It's common enough to hear talk about how strange the political air is on the western side of the Rockies. British Columbia is significantly, er, different from the rest of Canada. As are British Columbians.

There are also big differences in the Aboriginal community, and they aren't, for the most part, inter-tribal differences. In the rest of Canada, Indians are signatories to treaties, but few of the couple of hundred bands in B.C. have ever signed anything. This accounts for the huge attention given to land claims on the coast.

It also accounts for the conflicts brewing between First Nations and provincial and federal governments. What's happening, though, is that these conflicts are going to infringe on the day-to-day lives of everyone in the westernmost province as they seldom have anywhere else in the county.

There are two ways to resolve conflicts in the political arena. They are admirable illustrated in Bosnia.

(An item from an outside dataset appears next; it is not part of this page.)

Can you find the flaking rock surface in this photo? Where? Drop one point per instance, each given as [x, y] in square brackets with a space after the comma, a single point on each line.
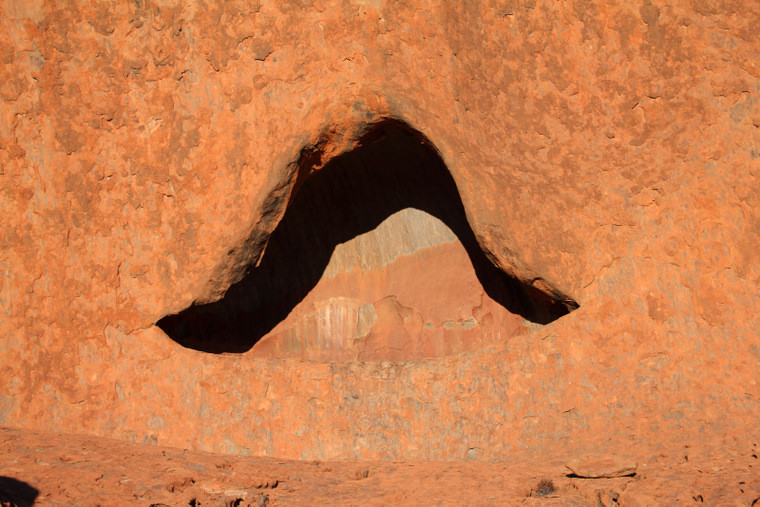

The first is negotiation. It is always first, and in Bosnia, it failed. The second is confrontation, and that almost always means armed confrontation. Confrontation seldom benefits one of the parties, and never benefits both, but frustrated leaders turn to it when talks go nowhere.

In B.C., talk is going nowhere, where there's any talk at all. The recipe is there for many of the disagreements to degenerate into confrontation.

The Adams Lake Band has set up a road block to demand negotiation, and that's typical of things out west. The problem isn't that negotiations aren't going anywhere, but that the provincial and federal governments haven't bothered getting around to them at all. The Tsimshian Band is considering setting up a road block (with a toll booth) on the Yellowhead Highway where it crosses the First Nation, cutting off road access to Prince Rupert, if promises to make dock improvements vital to the Tsimshian are not lived up to by the provincial government.

Both of these are fairly typical of the process. Either the government doesn't bother to open negotiations, or to work at them in good faith, because it is obviously of greater benefit to the band to get things sorted out than it is in Victoria, or Ottawa. Or the government makes a deal, and then either breaks it or puts implementation off for who knows how long.

The problem is that the government don't treat First Nations as nations at all. They treat them as if they are anybody else in the country, over whom they have legal authority in almost every way.

But that's not the case, is it? Native people negotiate with Canada on a relatively even footing, large country to small nation, but as, in many ways, equals. That's why deals between Indian governments and Canada's government (or the colonial governors before that) are called treaties, instead of contracts.

And so we're looking at a summer where Jack and Jill Canuck, and all the little Canucks, driving through the wilderness to the west are going to inconvenienced by a road block or two (depending on where they go).

When they do, we hope that somebody explains to them that west-coast bands have been waiting for treaties for more than 100 years. That the federal government has refused to sit down with bands (such as the one at Adams Lake) and that a road block is about the only effective way of getting their attention.

And that it's the responsibility of both governments involved to get serious and to get on with it. Live up to promises, or sit down at a table and settle the west coast issues, once and for all.